Another phenomenon, where ultrafilters can be used in a very practical way, is the constructible topology. It is the unique compact Hausdorff topology on the spectrum of a commutative ring that refines the Zariski topology. Originally, it had been described by the open compact sets as a basis of clopen sets. However, this is not very practical for everyday use.
But the closure operation can be described very intuitively by ultrafilters (see the paper by Fontana and Loper and, for a very clever and short proof, the one by Finocchiaro) in the following way:
Let $A$ be a commutative ring and $Y$ be a subset of $\text{Spec}(A)$. For an ultrafilter $\mathcal U$ on $Y$, one defines $Y_{\mathcal U} = \{ a \in A \mid V(a) \cap Y \in \mathcal U \}$. This set forms a prime ideal of $A$ and is called the ultrafilter limit point of $Y$ with respect to $A$.
The closure of $Y$ in the constructible topology is the set of all ultrafilter limit points of $Y$.

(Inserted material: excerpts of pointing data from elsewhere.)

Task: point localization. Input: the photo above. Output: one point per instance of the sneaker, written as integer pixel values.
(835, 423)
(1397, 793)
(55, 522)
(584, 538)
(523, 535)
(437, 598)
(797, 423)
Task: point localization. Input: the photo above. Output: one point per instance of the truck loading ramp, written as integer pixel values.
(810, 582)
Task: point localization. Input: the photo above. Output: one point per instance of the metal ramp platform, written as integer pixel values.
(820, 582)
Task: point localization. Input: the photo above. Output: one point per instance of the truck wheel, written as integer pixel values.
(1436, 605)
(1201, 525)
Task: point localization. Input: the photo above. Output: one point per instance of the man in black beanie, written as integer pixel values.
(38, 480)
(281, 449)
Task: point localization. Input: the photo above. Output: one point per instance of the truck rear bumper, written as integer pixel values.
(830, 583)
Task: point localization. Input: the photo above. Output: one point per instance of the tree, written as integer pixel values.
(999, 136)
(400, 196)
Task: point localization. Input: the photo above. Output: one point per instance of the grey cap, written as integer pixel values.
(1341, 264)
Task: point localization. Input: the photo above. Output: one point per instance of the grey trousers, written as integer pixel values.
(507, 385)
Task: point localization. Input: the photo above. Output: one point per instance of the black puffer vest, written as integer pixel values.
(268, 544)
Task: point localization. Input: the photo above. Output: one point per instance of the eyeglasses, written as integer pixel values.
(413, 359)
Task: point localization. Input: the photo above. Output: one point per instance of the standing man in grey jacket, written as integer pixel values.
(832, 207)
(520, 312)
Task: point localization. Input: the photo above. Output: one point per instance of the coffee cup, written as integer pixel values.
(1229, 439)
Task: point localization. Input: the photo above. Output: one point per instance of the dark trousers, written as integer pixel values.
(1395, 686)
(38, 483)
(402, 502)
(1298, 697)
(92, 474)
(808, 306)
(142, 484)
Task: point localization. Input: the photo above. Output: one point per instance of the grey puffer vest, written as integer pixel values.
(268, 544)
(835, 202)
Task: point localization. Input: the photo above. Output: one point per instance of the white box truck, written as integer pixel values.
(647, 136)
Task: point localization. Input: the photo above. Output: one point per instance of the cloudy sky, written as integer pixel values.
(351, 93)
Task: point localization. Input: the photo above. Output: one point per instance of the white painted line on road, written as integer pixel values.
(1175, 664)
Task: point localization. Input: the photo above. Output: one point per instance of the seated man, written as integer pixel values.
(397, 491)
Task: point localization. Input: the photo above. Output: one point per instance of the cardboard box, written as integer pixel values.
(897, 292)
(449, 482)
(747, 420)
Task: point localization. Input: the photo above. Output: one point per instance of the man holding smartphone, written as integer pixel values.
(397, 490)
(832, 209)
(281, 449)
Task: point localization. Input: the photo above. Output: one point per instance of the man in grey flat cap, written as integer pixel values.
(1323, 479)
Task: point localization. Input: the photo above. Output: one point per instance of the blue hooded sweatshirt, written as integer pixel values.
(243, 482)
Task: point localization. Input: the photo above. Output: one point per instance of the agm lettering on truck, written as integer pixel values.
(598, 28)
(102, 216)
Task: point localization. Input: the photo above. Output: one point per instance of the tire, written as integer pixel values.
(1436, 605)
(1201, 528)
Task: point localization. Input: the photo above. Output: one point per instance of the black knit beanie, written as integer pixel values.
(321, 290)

An integral domain $D$ is called a Prüfer domain if it satisfies one of the following equivalent conditions (see also the monograph on multiplicative ideal theory by Robert Gilmer):

*

*Every non-zero finitely generated ideal is invertible.

*The localization $D_M$ is a valuation domain for each maximal ideal $M$ of $D$.

*The set of ideals of $D$ with $+$ and $\cap$ is a distributive lattice.

Indeed, there are many more equivalent conditions.
The Noetherian Prüfer domains are exactly the Dedekind domains.